USD/JPY Current Price: 109.50
- Softer-than-expected US employment report helped the yen recover some ground.
- Japan data mixed, continues to indicate moderated economic growth.
- USD/JPY easing, but bearish potential limited, according to intraday technical readings.
The dollar rallied against the JPY throughout the week but was unable to take the 109.70 price zone, where sellers have been aligned since last December, ending Friday little changed around 109.50. The USD/JPY pair traded as high as 109.68, as risk-appetite weighed on the safe-haven yen. Japanese data released at the beginning of the day came in mixed, at November Overall Household Spending, which declined by 2.0%, well below the 2.5% advance expected. The preliminary estimate for the Leading Economic Index for the same month, beat expectations by printing at 90.9, while the Coincident Index came in at 95.1, also above the market’s forecast.
The rally stalled after a softer-than-anticipated US employment report, which led to some losses in Wall Street, and also to a retracement in US government debt yields. The yield on the benchmark 10-year note finished the week at 1.82 after peaking mid-week at 1.87%. Japan will kick-start the week with a holiday, which means there won’t be macroeconomic releases.

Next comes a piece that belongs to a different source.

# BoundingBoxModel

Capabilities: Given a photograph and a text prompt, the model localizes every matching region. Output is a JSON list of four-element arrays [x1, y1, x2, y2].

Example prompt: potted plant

USD/JPY short-term technical outlook
The USD/JPY pair’s bullish stance persists, although it’s losing momentum. In the daily chart, the pair is still above all of its moving averages, while the Momentum indicator is barely entering positive levels and the RSI turning lower, currently at around 57. In the shorter term, and according to the 4-hour chart, the bearish potential is limited, as technical indicators are easing from extreme overbought levels, while the pair develops above all of its moving averages. A firmly bullish 20 SMA is crossing above the larger ones. The pair could turn bearish once below 108.90 a critical Fibonacci support level.